The research was originally published in the peer-reviewed journal Cell Genomics on Friday.
The researchers began by studying the entire genome of thousands of individuals and eventually isolated 5,175 unique gene variants which are closely linked to the development of schizophrenia.
They used a technology called genome-wide association studies (GWASs) to identify these variants and their association with the psychiatric disease.
“Our findings not only provide insights into the intricate regulatory landscape of genes, but also propose a groundbreaking approach to decoding the cumulative effect of genetic variants on gene regulation in individuals with schizophrenia,” Hyejung Won, PhD, a senior researcher on the study team said.
Which genes matter?
A large part of the study was separating these gene variations typically carried by those at risk of developing the disease, but which play no part in its expression from those that do.

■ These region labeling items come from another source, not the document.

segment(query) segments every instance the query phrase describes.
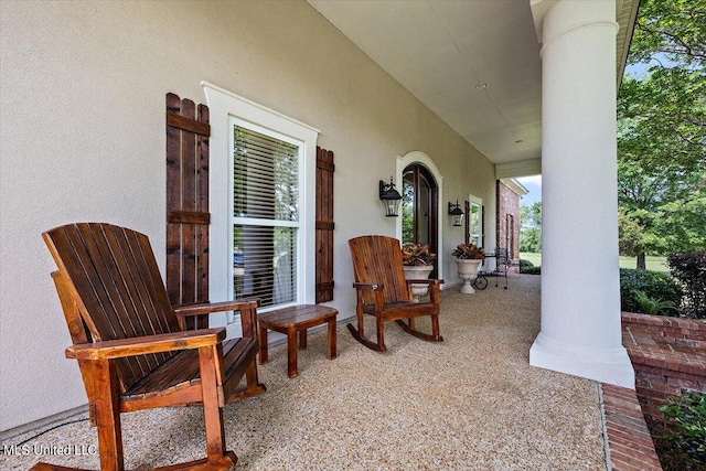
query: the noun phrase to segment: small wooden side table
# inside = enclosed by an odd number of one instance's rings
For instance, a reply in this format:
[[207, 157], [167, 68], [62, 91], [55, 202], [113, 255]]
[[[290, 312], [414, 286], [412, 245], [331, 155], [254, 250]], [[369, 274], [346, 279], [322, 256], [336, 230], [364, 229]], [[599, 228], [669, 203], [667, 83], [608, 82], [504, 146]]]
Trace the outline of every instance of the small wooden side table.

“Our findings not only provide insights into the intricate regulatory landscape of genes but also propose a groundbreaking approach to decoding the cumulative effect of genetic variants on gene regulation in individuals with schizophrenia.”
Hyejung Won
To make this distinction, they applied a technique known as massively parallel reporter assay (MPRA). This involved introducing the 5000 gene variants previously identified, to human brain cells. They then noted which genes reacted with the brain cells and thus revealed the genes responsible for activating schizophrenia.
The team identified 439 variations as responsible.
This, however, is the first step in a long march as “Schizophrenia is a complex condition that is highly heritable,” Won said. “To find these 439 potentially causal variants is a big step, but we still have a lot of work ahead to figure out the complicated genetic architecture that leads an individual to develop this condition."
The team hopes that the discovery, and those that follow, could help create targeted therapies going forward.